So perhaps it was no surprise when, in a Facebook post late last Friday, Grewal gave the Liberal Whip the heave-ho and grabbed the paycheque. Grewal said he’ll remain an fully-funded MP, sitting as an independent—breaking his word to Holland, and denying Brampton East residents a new choice in representation.
And he also mysteriously reported that, in about 10 days, he’d paid off his gambling debts, which he told Holland were in excess of $1 million.
Of course Grewal, like Di Iorio, has been working a second job. And maybe they compensate him well. Grewal’s disclosure to the Ethics Commissioner shows that on top of his $170,000 MP annual salary, Grewal gets paid by law firm Gahir & Associates and ZGemi Inc., a construction company. His services provided are unclear.
But what is clear is, should Grewal ever appear in the Parliamentary precinct again, reporters will ask the MP what he does for these two companies and the source of his magic $1 million. Or, said differently, we can probably be assured Grewal will never again show up to the Commons.
And that might suit the Liberals fine.
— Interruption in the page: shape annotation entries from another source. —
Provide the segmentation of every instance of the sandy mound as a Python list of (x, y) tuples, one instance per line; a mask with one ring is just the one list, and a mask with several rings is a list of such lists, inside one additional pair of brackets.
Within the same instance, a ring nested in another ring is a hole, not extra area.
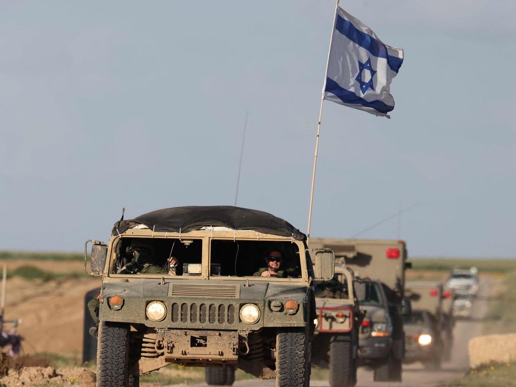
[(516, 361), (516, 333), (480, 336), (470, 340), (467, 346), (471, 368)]
[(9, 370), (8, 376), (0, 379), (0, 381), (8, 386), (57, 383), (62, 385), (77, 383), (85, 387), (93, 387), (95, 380), (95, 374), (85, 368), (63, 369), (59, 373), (52, 367), (25, 367), (18, 370)]

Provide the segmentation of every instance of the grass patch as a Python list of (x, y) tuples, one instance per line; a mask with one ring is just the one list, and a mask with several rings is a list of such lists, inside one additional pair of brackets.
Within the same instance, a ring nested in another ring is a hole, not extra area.
[(496, 300), (486, 314), (483, 333), (509, 333), (516, 332), (516, 271), (508, 274), (505, 281), (505, 289), (496, 296)]
[(84, 261), (80, 253), (36, 252), (29, 251), (0, 251), (0, 261), (27, 260), (28, 261)]
[(469, 268), (475, 266), (479, 272), (507, 273), (516, 270), (516, 259), (461, 259), (460, 258), (414, 258), (412, 270), (451, 271), (454, 267)]
[(516, 386), (516, 364), (493, 364), (472, 369), (448, 387)]
[[(2, 275), (3, 270), (0, 270), (0, 275)], [(19, 277), (26, 280), (40, 280), (44, 282), (53, 280), (60, 280), (68, 278), (78, 278), (80, 277), (87, 277), (83, 271), (69, 271), (64, 273), (56, 273), (49, 271), (31, 265), (22, 265), (14, 270), (7, 272), (7, 278)]]

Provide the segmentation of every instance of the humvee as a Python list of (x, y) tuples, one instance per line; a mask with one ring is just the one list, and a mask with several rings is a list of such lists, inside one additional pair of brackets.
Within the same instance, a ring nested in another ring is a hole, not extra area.
[[(98, 385), (136, 386), (176, 363), (214, 367), (212, 384), (232, 384), (237, 367), (281, 387), (308, 386), (312, 281), (333, 277), (334, 257), (311, 255), (305, 240), (270, 214), (226, 206), (157, 210), (116, 222), (107, 244), (90, 240), (87, 270), (102, 277)], [(134, 262), (142, 244), (152, 262), (143, 253)], [(253, 275), (272, 250), (284, 276)]]
[(405, 351), (402, 315), (410, 312), (404, 298), (407, 262), (400, 240), (311, 238), (311, 247), (329, 248), (358, 278), (370, 280), (359, 331), (359, 365), (372, 368), (376, 381), (401, 381)]
[(413, 309), (413, 315), (405, 317), (404, 361), (420, 361), (425, 368), (438, 369), (442, 361), (449, 358), (453, 345), (453, 319), (443, 308), (451, 294), (440, 282), (414, 281), (407, 283), (407, 295)]
[[(358, 284), (362, 289), (362, 284)], [(357, 383), (358, 332), (364, 313), (360, 310), (352, 271), (343, 259), (335, 261), (335, 275), (316, 282), (317, 311), (312, 362), (330, 369), (330, 387)]]

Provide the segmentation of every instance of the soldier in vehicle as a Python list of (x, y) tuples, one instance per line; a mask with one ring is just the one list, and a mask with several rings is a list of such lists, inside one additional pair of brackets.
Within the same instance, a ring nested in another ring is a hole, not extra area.
[(170, 274), (175, 275), (178, 260), (171, 256), (167, 263), (160, 266), (156, 257), (152, 253), (152, 246), (147, 241), (138, 241), (127, 249), (127, 252), (132, 255), (132, 260), (123, 265), (117, 274)]
[(287, 277), (288, 269), (281, 268), (283, 262), (283, 253), (279, 250), (270, 250), (265, 252), (265, 262), (267, 267), (262, 267), (253, 276), (255, 277), (277, 277), (285, 278)]

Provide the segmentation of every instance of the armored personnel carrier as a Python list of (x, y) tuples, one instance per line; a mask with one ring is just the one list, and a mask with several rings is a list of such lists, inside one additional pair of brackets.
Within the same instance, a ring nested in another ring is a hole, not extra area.
[(312, 281), (333, 277), (334, 257), (311, 255), (305, 239), (270, 214), (213, 206), (153, 211), (89, 241), (87, 271), (102, 277), (98, 385), (136, 386), (176, 363), (214, 367), (212, 384), (232, 384), (236, 367), (308, 386)]
[(310, 238), (311, 247), (332, 249), (357, 277), (371, 281), (359, 332), (359, 365), (372, 368), (377, 381), (400, 381), (405, 351), (402, 316), (410, 312), (404, 298), (407, 262), (405, 242), (399, 240)]

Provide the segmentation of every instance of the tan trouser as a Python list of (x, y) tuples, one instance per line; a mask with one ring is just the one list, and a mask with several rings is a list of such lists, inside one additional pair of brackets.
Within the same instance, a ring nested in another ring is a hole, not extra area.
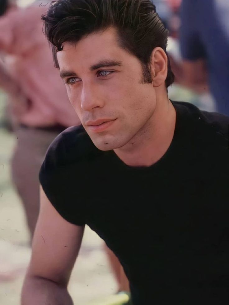
[(39, 172), (57, 132), (19, 127), (12, 161), (12, 179), (24, 206), (31, 239), (39, 209)]

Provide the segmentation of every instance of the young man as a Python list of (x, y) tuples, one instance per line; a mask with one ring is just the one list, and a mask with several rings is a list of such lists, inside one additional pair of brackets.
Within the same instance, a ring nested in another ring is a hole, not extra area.
[(82, 126), (42, 167), (22, 304), (73, 304), (85, 224), (118, 257), (133, 305), (227, 304), (229, 118), (169, 99), (150, 0), (59, 0), (43, 19)]

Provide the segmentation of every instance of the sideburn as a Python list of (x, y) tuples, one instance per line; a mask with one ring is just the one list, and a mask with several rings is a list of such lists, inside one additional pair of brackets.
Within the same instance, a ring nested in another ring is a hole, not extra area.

Brampton East is no Liberal bastion. The NDP swept the area in this spring’s provincial election. In the 2011 federal election, Conservatives took it. There’s a good chance the NDP or Conservatives would take Brampton East if it actually came open. Threatening to quit and actually causing a byelection might be the last card Grewal could play against Holland and Trudeau.
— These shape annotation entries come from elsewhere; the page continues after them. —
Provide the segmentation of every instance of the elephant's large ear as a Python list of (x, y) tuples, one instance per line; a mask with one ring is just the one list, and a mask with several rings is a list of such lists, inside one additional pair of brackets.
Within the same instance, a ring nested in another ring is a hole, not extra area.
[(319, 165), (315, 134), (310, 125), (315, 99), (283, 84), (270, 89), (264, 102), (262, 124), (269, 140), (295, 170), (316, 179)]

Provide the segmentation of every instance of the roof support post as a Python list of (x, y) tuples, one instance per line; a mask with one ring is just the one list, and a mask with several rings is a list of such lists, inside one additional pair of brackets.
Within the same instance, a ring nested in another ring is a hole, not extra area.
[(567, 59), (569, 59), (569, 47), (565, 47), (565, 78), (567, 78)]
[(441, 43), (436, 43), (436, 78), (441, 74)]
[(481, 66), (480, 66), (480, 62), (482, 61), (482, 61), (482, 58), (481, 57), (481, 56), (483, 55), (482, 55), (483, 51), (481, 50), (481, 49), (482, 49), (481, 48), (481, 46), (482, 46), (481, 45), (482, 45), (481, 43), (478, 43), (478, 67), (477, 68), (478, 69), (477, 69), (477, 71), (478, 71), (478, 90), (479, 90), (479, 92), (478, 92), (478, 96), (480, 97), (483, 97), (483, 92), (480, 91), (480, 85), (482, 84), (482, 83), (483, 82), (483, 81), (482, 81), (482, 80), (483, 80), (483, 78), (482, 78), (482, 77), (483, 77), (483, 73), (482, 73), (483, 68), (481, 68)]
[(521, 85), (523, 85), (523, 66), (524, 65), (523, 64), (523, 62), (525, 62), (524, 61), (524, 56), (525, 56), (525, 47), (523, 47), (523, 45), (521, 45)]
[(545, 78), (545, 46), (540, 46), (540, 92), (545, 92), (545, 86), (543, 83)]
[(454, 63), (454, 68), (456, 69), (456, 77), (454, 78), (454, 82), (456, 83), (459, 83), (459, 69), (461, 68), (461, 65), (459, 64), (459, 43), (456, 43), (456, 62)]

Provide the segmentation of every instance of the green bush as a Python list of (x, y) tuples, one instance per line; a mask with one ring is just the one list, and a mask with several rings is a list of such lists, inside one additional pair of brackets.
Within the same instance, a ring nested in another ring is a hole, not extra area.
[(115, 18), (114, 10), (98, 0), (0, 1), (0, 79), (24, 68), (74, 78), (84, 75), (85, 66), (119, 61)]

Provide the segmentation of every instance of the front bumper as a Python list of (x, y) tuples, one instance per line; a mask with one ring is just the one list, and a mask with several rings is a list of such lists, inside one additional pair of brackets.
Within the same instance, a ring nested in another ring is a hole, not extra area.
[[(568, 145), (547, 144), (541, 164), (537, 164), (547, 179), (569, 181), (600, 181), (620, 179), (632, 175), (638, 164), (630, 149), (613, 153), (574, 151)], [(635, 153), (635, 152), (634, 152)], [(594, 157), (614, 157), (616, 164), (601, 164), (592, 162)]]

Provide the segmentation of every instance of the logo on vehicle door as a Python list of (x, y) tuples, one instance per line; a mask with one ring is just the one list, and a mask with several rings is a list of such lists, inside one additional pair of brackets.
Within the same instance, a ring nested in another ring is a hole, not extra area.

But, as Di Iorio figured out, that card expires on Jan. 22. In late September, Liberal Whip Holland reported Di Iorio would quit his seat this fall. But again it seems Holland let the errant Liberal MP slip through his fingers. On Nov. 6, Di Iorio promised he will really quit on Tuesday, Jan. 22—and that’s a very significant date on the electoral calendar, if Bill C-76 passes.
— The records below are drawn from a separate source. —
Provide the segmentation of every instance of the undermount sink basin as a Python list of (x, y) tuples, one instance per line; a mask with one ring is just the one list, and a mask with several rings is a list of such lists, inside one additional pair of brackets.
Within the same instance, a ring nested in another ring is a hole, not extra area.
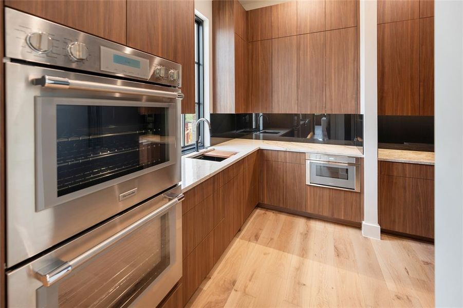
[(277, 130), (261, 130), (257, 133), (280, 133), (281, 131)]
[(196, 157), (192, 157), (194, 159), (201, 159), (202, 160), (208, 160), (211, 162), (221, 162), (227, 159), (227, 157), (217, 157), (216, 156), (205, 156), (204, 155), (200, 155)]

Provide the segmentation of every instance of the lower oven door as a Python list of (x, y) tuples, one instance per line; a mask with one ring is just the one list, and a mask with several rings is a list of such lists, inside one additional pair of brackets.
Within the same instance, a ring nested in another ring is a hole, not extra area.
[(306, 162), (307, 185), (360, 191), (359, 165), (312, 160)]
[(181, 180), (179, 89), (5, 67), (7, 267)]
[(126, 306), (155, 285), (156, 306), (181, 277), (179, 192), (177, 187), (7, 273), (8, 306)]

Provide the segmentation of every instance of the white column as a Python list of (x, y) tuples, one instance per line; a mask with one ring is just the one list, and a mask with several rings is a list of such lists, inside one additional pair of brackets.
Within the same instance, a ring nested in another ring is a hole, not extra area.
[(463, 306), (463, 2), (436, 1), (436, 305)]
[(360, 112), (363, 114), (364, 236), (380, 239), (378, 224), (376, 0), (360, 1)]

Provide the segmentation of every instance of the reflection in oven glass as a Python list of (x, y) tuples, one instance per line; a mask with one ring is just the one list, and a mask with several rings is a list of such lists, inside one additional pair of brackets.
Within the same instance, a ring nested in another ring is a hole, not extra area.
[(38, 290), (38, 307), (127, 305), (171, 264), (169, 214), (145, 224), (59, 282)]
[(316, 175), (317, 177), (348, 180), (349, 179), (349, 169), (347, 168), (338, 168), (329, 166), (317, 165)]
[(57, 106), (58, 196), (169, 161), (168, 108)]

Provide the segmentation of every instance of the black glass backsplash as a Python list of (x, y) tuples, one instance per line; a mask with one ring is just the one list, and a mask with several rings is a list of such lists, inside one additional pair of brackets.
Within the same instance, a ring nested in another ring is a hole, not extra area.
[(433, 151), (434, 117), (432, 116), (378, 116), (380, 148)]
[(363, 146), (362, 114), (211, 114), (212, 144), (243, 138)]

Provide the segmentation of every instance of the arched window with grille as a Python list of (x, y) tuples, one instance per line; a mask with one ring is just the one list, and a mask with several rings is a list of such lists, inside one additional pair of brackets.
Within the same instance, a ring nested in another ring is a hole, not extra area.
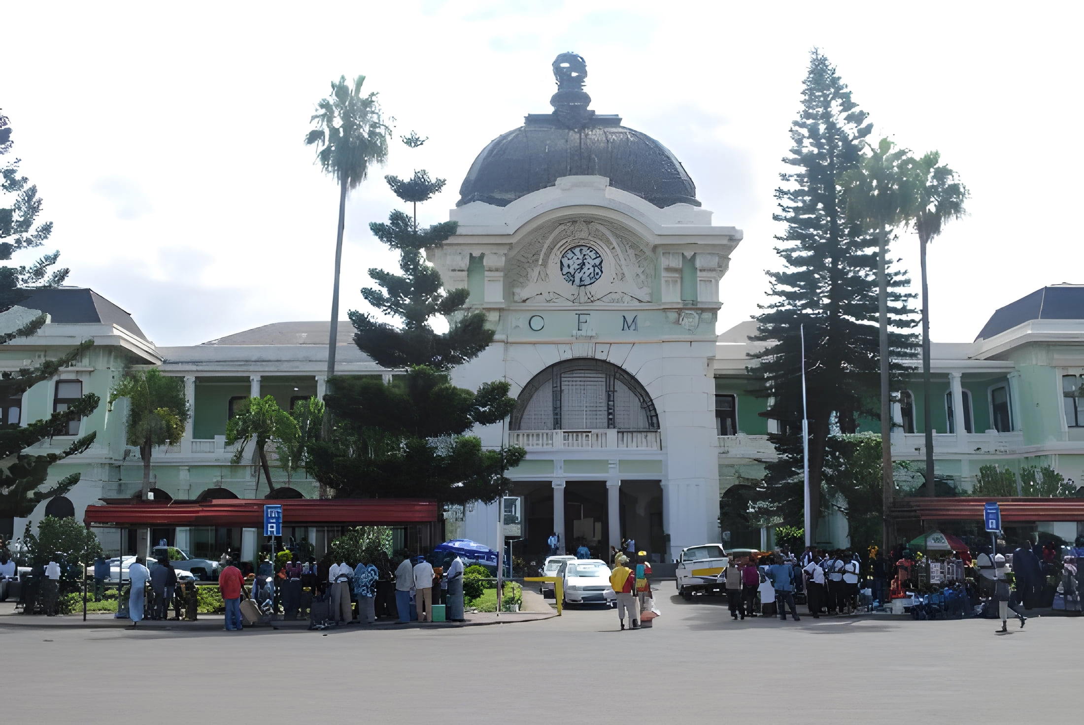
[(636, 378), (604, 360), (565, 360), (524, 386), (512, 430), (658, 430), (655, 403)]

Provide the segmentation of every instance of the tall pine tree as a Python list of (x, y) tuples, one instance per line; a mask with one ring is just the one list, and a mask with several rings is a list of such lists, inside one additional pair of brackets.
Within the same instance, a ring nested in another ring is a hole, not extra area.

Bill C-76, currently in the Senate, would prohibit any byelection call within nine months of a scheduled general election date. The next general election is Oct. 21, 2019. Nine months prior is Jan. 21. Of all days to retire, Nicola Di Iorio has selected the exact first day that blocks a byelection call.
Motives for avoiding a byelection in Saint-Leonard—Saint-Michel could be related to a battle between Di Iorio and the PMO on the ordination of the next candidate in this Liberal bastion. But these Liberal games within games are not for us to know.
It’s all enough to make your head spin. But Liberal games are not the people’s concern. Trudeau and Holland failed on Di Iorio and Grewal. And if either seat still isn’t vacated on Jan. 21, it’s Trudeau and Holland who should explain why the people of Saint-Leonard—Saint-Michaeand Brampton East get no vote while their unquit MPs double-dip and don’t work.